I was born to a family of educators, domestic workers and laborers. My parents were raised during the Depression under the tyranny of Jim Crow, where they faced racism in education, economic opportunity and their ability to vote. But despite the hardships they faced, they witnessed the powerful force of the New Deal and watched their government win the war on poverty. Listening to their stories, I came to understand that at its best, the government is a force for solving problems, responding to crises and improving people’s lives. At its worst, it’s a force that oppresses some for the benefit of a few.
At 11, I decided I wanted to make government a force for progressive change to solve the problems facing people and communities.
In 2006, I began serving in the Virginia General Assembly because I wanted to address the struggles that Virginia families continue to face. And I am proud of the landmark achievements I have ushered in — particularly the Voting Rights Act of Virginia, the Reproductive Health Protection Act, the Domestic Workers Bill of Rights and the Virginia Clean Economy Act, which make Virginia a leader in the South on expanding and protecting voting rights, reproductive rights, workers’ rights and addressing climate change.
But even with all the progress Virginia has made, too many of our communities, our experiences and our voices have been left behind. The coronavirus crisis has brought dramatic changes and challenges to the lives of millions of Virginians, exposed the depth of the inequity in our commonwealth, and made them worse. Even as we emerge from the worst of the pandemic, communities like Charlottesville are still grappling with the impact of the past year.

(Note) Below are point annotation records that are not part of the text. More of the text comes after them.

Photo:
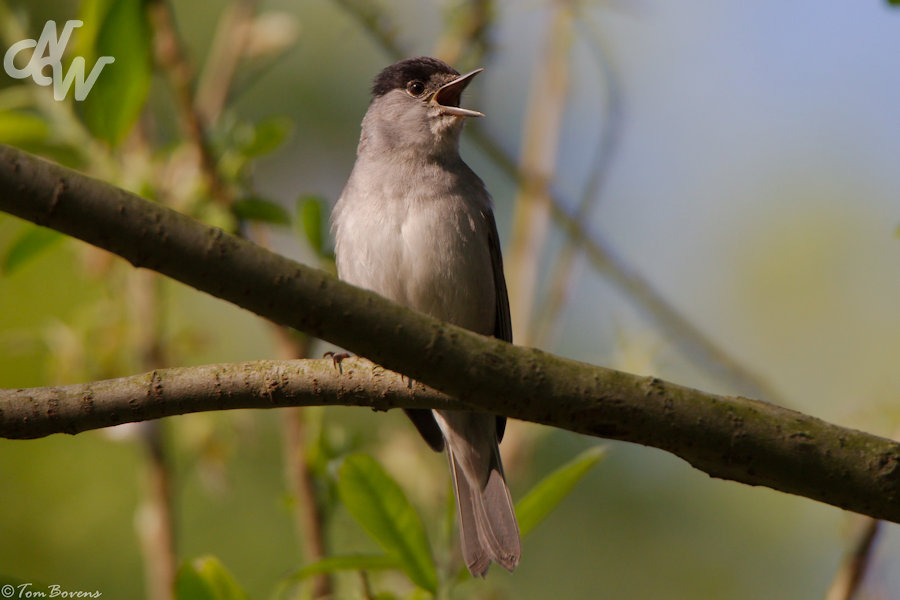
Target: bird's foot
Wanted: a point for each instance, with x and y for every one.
(337, 358)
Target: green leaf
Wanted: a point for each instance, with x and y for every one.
(30, 244)
(350, 562)
(115, 102)
(310, 209)
(205, 578)
(380, 506)
(268, 135)
(20, 128)
(543, 498)
(260, 209)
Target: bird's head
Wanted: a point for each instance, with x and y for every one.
(415, 106)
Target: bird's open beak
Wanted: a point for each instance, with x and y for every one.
(447, 96)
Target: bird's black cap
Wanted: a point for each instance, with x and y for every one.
(399, 74)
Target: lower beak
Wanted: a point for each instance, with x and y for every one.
(447, 96)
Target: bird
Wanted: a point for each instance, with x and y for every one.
(415, 224)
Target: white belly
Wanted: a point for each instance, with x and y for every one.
(428, 257)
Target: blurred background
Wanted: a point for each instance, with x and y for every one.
(733, 166)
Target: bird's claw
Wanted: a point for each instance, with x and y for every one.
(337, 358)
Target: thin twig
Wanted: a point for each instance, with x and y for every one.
(560, 288)
(155, 516)
(156, 525)
(469, 25)
(376, 23)
(173, 62)
(849, 578)
(543, 120)
(308, 514)
(229, 43)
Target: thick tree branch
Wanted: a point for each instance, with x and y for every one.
(733, 438)
(38, 412)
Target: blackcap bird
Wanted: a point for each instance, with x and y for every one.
(415, 224)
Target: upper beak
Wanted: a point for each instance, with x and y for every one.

As we rebuild, our next governor must have the perspective and experience to break down barriers and open doors of opportunity for the people of Virginia in a way that includes all of us and takes the policy-making table out into all communities. That’s why I’m running for governor.
I have the most experience of any candidate running for governor when it comes to delivering progressive change. To move Virginia forward, I’ve built coalitions and worked across party lines with determination and resolve. That is how I passed the Virginia Clean Economy Act, the biggest clean energy law in Virginia history. I worked with Charlottesville companies like Sun Tribe Solar and Sigora Solar to pass this landmark bill, which will create 13,000 jobs a year, including in Charlottesville’s growing clean energy sector. As governor, I will go even further, expediting our timeline and making Virginia the No. 1 state for clean energy in America.

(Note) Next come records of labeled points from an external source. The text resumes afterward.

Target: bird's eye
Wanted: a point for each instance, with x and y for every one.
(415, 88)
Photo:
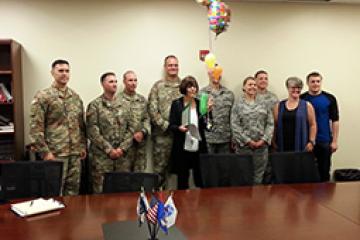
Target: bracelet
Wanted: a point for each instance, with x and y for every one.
(312, 142)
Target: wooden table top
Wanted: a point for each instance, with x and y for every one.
(307, 211)
(342, 198)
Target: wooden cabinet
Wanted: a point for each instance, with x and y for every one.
(11, 101)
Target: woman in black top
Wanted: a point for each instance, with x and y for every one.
(189, 139)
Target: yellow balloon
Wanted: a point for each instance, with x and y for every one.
(210, 60)
(217, 72)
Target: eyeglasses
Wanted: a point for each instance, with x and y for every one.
(293, 89)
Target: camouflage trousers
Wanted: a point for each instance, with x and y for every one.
(101, 164)
(260, 160)
(71, 174)
(218, 147)
(135, 158)
(161, 149)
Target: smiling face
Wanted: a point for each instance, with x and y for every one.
(171, 67)
(314, 84)
(294, 92)
(250, 87)
(110, 84)
(130, 82)
(61, 74)
(262, 81)
(191, 91)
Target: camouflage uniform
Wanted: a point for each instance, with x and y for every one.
(219, 137)
(160, 98)
(139, 121)
(270, 99)
(253, 121)
(108, 128)
(57, 126)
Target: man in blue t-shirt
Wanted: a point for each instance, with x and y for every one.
(327, 119)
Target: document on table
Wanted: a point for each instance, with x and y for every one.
(36, 206)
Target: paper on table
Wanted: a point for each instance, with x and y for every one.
(36, 206)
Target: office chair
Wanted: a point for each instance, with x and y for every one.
(224, 170)
(23, 179)
(294, 167)
(129, 182)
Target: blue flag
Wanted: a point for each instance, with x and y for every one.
(161, 216)
(142, 207)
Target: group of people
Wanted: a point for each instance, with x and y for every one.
(118, 124)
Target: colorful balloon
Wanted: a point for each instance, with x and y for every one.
(217, 72)
(218, 15)
(210, 60)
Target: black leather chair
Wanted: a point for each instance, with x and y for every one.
(224, 170)
(129, 182)
(23, 179)
(294, 167)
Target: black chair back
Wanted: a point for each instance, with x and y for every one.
(294, 167)
(130, 182)
(23, 179)
(224, 170)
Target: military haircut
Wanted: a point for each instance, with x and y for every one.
(313, 74)
(103, 76)
(127, 72)
(59, 62)
(169, 56)
(260, 72)
(188, 81)
(248, 79)
(294, 82)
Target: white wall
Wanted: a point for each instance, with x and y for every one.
(98, 36)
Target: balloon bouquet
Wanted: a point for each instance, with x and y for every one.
(219, 19)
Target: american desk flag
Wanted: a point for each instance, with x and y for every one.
(153, 210)
(158, 215)
(142, 208)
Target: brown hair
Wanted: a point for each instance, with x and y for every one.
(169, 56)
(313, 74)
(188, 81)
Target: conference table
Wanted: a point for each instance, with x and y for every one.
(296, 211)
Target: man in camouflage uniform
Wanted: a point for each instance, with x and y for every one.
(57, 128)
(218, 137)
(107, 121)
(139, 122)
(270, 99)
(263, 94)
(161, 96)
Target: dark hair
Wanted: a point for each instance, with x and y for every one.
(127, 72)
(294, 82)
(103, 76)
(58, 62)
(246, 80)
(169, 56)
(188, 81)
(313, 74)
(260, 72)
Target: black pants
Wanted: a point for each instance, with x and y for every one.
(323, 154)
(190, 161)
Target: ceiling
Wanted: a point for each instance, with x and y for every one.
(301, 1)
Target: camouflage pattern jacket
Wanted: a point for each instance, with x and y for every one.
(160, 98)
(251, 121)
(139, 116)
(223, 102)
(57, 122)
(108, 125)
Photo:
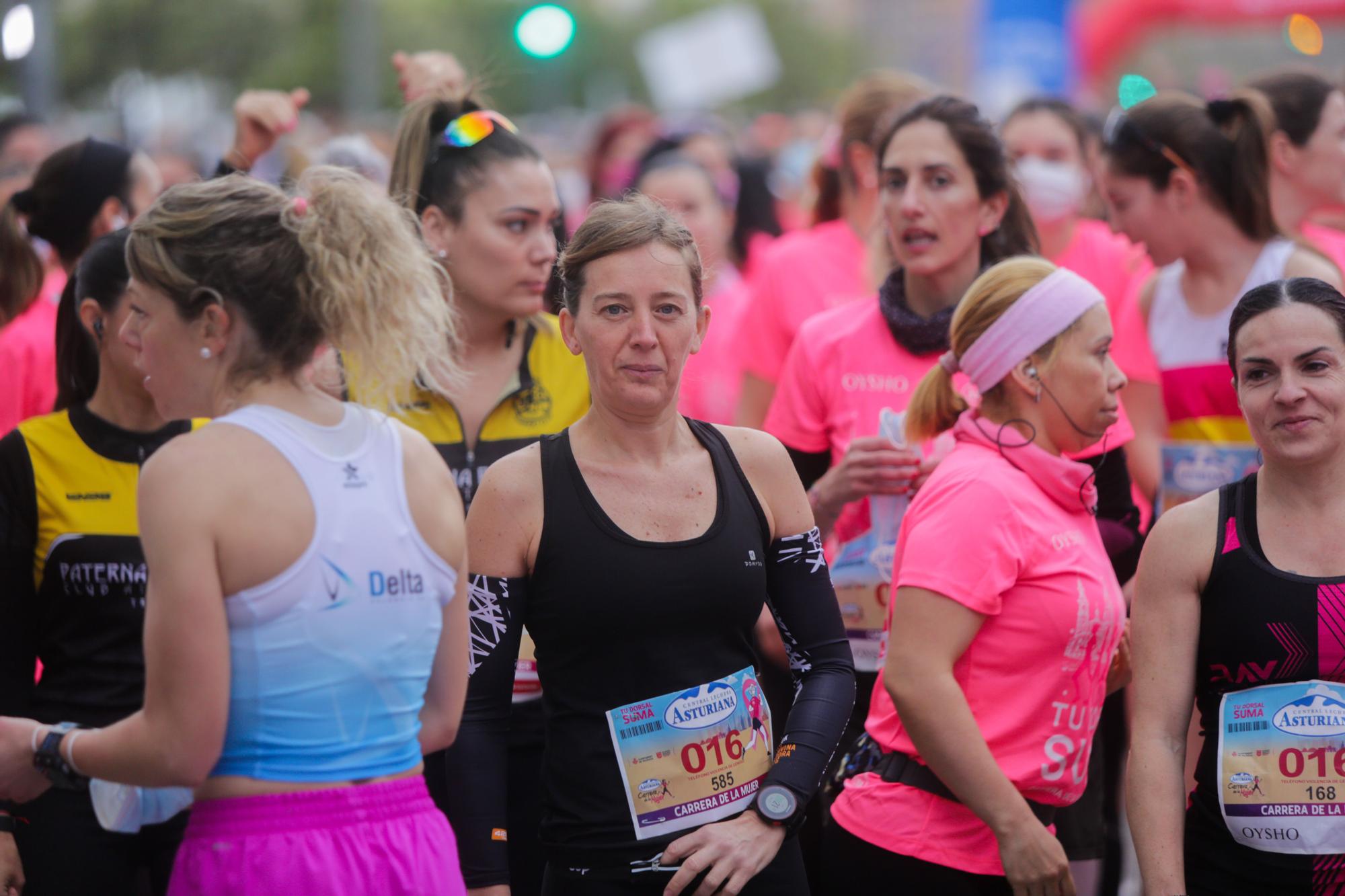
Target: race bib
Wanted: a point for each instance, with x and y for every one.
(693, 756)
(1192, 469)
(1282, 767)
(527, 684)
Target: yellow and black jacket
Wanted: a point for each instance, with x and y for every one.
(548, 393)
(72, 569)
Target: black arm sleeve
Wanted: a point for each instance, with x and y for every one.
(1118, 517)
(478, 762)
(18, 598)
(805, 607)
(810, 464)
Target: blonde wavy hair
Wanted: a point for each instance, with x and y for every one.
(935, 404)
(345, 266)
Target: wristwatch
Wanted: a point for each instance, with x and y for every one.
(49, 760)
(779, 806)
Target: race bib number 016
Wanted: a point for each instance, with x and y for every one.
(1282, 767)
(693, 756)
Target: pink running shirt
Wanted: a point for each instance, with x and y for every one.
(29, 358)
(714, 377)
(1120, 270)
(1328, 240)
(1007, 536)
(798, 275)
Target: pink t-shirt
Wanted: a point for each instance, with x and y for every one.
(1007, 536)
(1120, 270)
(843, 370)
(798, 275)
(714, 377)
(29, 358)
(1330, 240)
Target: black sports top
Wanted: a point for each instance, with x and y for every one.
(619, 620)
(72, 569)
(1258, 626)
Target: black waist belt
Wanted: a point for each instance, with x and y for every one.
(900, 768)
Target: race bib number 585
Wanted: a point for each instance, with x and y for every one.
(693, 756)
(1282, 767)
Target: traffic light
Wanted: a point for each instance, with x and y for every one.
(545, 32)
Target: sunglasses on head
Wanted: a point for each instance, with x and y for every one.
(471, 128)
(1120, 127)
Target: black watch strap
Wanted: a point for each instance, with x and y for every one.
(53, 764)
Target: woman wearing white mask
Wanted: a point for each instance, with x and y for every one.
(1047, 140)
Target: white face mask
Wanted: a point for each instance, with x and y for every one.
(1054, 190)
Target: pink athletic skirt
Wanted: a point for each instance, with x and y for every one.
(377, 840)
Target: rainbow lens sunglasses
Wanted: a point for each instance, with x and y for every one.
(471, 128)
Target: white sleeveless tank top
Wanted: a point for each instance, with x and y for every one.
(332, 658)
(1182, 338)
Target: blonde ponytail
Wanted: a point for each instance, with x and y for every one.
(935, 404)
(340, 264)
(373, 288)
(934, 407)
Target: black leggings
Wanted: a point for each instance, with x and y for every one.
(782, 877)
(853, 865)
(65, 850)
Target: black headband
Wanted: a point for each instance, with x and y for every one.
(100, 171)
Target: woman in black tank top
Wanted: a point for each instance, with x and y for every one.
(1241, 607)
(640, 548)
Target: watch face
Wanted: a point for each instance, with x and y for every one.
(778, 803)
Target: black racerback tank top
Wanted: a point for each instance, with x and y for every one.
(1258, 626)
(618, 620)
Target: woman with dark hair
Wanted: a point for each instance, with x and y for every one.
(709, 388)
(1007, 614)
(79, 194)
(1307, 155)
(829, 264)
(641, 546)
(1048, 142)
(73, 584)
(488, 208)
(1190, 181)
(306, 619)
(1238, 611)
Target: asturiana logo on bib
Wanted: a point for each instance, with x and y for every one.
(1321, 713)
(703, 706)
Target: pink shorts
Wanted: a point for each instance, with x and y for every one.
(377, 840)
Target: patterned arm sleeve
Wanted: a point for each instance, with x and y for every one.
(804, 603)
(478, 762)
(18, 602)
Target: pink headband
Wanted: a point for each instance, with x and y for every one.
(1040, 315)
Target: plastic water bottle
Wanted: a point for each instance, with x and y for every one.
(886, 512)
(126, 809)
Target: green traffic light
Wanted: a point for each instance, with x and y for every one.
(545, 32)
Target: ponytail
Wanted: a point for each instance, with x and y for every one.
(21, 268)
(426, 173)
(341, 266)
(1247, 120)
(373, 290)
(937, 405)
(934, 407)
(77, 358)
(1225, 145)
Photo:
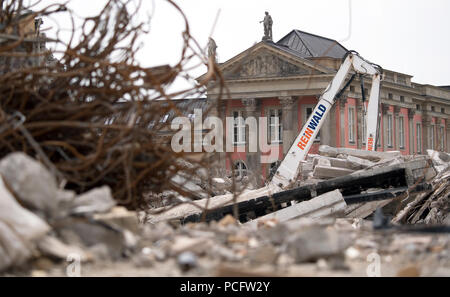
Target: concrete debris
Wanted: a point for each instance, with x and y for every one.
(324, 205)
(315, 243)
(53, 247)
(327, 172)
(375, 156)
(20, 229)
(187, 261)
(34, 185)
(321, 233)
(95, 201)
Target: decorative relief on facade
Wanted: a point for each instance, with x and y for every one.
(286, 101)
(266, 65)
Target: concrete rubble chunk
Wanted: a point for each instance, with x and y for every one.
(184, 243)
(53, 247)
(356, 163)
(97, 200)
(321, 161)
(33, 185)
(315, 243)
(19, 230)
(92, 233)
(324, 205)
(120, 216)
(326, 172)
(375, 156)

I have also achieved generational progress expanding health care, particularly in securing reproductive health access and mental health resources for all Virginians. I worked tirelessly until we expanded Medicaid, and I passed the bill to create the Virginia Health Benefits Exchange under the Affordable Care Act, which will provide more affordable health insurance for approximately 300,000 Virginians. I also worked with Del. Sally Hudson, D-Charlottesville, to pass the bill to allow abortion coverage to be offered on the state health care exchange. NARAL Pro-Choice Virginia PAC endorsed my campaign because of my work expanding reproductive health care for all Virginians. As governor, I will continue to make access to a high-quality, affordable, comprehensive health care system available to everyone, including reproductive care and mental health care.
As the daughter of educators and the mom of two children in Richmond Public Schools, education policy is critically important to me. I have been fighting to increase education investment and improve our schools — and as governor I will be able to do even more. We’ve seen continued inequity in our school system from early education through college. According to ProPublica, Black students in Charlottesville are on average 3.6 academic years behind white students — a disparity that is unacceptable. As governor, I will invest $2.3 billion more per year into our education system, fully funding the Board of Education Standards of Quality, raise teacher salaries to at least 65,000 per year, fund more school support staff and address crumbling school infrastructure across the commonwealth, in order to provide every Virginia student an equitable education.
I’m proud to have the support of many Charlottesville area leaders, including Albemarle County Commonwealth’s Attorney Jim Hingeley, former Charlottesville Mayor Virginia Daugherty, Charlottesville City Council Member Lloyd Snook and Albemarle County School Board Member Judy Le.
We are only a couple days from the election, and there has never been a better time to join my grassroots movement. As a Black woman and a working mom with over 15 years of legislative experience, I am uniquely qualified to rebuild our commonwealth for every Virginian and every community.
This is not a moment to retreat to the past, but to step boldly into our future.